There will be other changes, as well. The defensive line will be larger and have more responsibilities in stopping the run. DeMeco Ryans and Mychal Kendricks, the middle and weakside linebackers last season, will share the inside.

The secondary, particularly the safeties, won't have as much to do with helping stop the run as it did in the wide-nine. Nate Allen and Kurt Coleman, last year's starters, often left the corners out to dry because they had to fill certain gaps.

"I think any time that you ask the secondary to be primary B- or A-gap run defenders, you're just asking for trouble on play-action and deep balls," Davis said.

Davis will probably call more blitzes than his predecessors, Juan Castillo and Todd Bowles.
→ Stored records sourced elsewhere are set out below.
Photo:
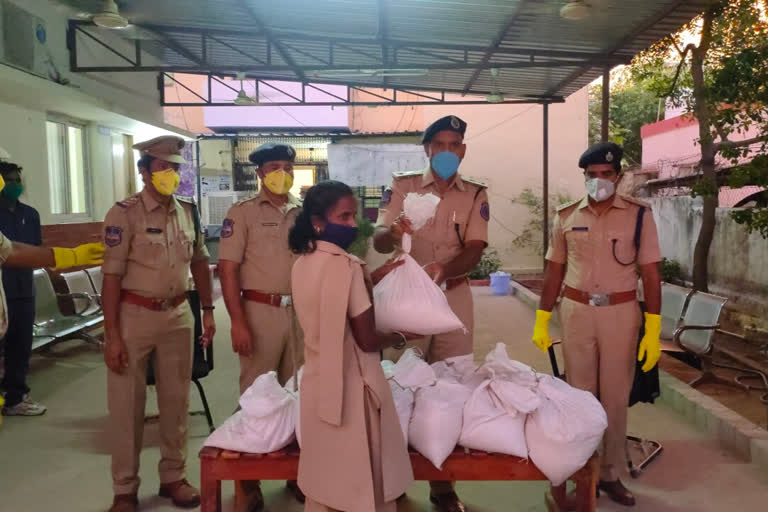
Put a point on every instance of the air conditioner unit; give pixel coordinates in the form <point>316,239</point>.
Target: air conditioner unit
<point>24,40</point>
<point>217,204</point>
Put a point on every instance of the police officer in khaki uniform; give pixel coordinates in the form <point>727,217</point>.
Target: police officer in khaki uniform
<point>449,246</point>
<point>255,264</point>
<point>593,252</point>
<point>153,241</point>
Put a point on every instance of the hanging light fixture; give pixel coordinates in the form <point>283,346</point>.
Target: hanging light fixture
<point>575,10</point>
<point>242,97</point>
<point>495,96</point>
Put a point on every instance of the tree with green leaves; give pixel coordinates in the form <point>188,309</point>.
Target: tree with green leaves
<point>633,104</point>
<point>721,80</point>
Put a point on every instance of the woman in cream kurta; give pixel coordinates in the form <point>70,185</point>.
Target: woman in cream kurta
<point>354,457</point>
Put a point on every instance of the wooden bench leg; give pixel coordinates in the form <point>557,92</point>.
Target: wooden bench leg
<point>240,495</point>
<point>210,491</point>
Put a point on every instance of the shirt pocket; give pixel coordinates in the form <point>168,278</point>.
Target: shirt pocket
<point>150,249</point>
<point>187,245</point>
<point>578,242</point>
<point>622,247</point>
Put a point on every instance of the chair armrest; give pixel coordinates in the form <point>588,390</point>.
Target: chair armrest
<point>79,295</point>
<point>680,330</point>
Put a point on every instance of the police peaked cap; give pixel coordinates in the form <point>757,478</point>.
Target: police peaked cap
<point>450,123</point>
<point>271,151</point>
<point>602,153</point>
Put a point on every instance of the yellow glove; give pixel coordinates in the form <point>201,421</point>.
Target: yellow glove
<point>650,346</point>
<point>82,255</point>
<point>541,330</point>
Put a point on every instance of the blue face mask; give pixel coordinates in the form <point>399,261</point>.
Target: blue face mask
<point>339,234</point>
<point>445,164</point>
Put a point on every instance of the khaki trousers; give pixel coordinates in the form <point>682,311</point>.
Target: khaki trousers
<point>277,345</point>
<point>167,335</point>
<point>600,351</point>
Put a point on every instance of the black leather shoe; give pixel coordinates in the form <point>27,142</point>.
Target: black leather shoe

The wide-nine was predicated on the front four's generating most of the pressure on the quarterback, but a hybrid front provides all sorts of opportunities to create pressure.

"We'll pressure anybody on the defense," Davis said. "We've got pressures for everybody. We'll bring anybody we need."

An odd-man front also affords Davis, who said he would probably call plays from the coaches' booth, the chance to disguise his blitzes or create the illusion of multiple rushers, as he said former Eagles coordinator Jim Johnson used to do.

"Now he had some great dynamic pressures, and I've studied a lot of them," Davis said. "They were out-of-the-box thinking. But when you really break him down, it was more guys up in the A-gaps with the illusion of pressure than actually more than four rushers."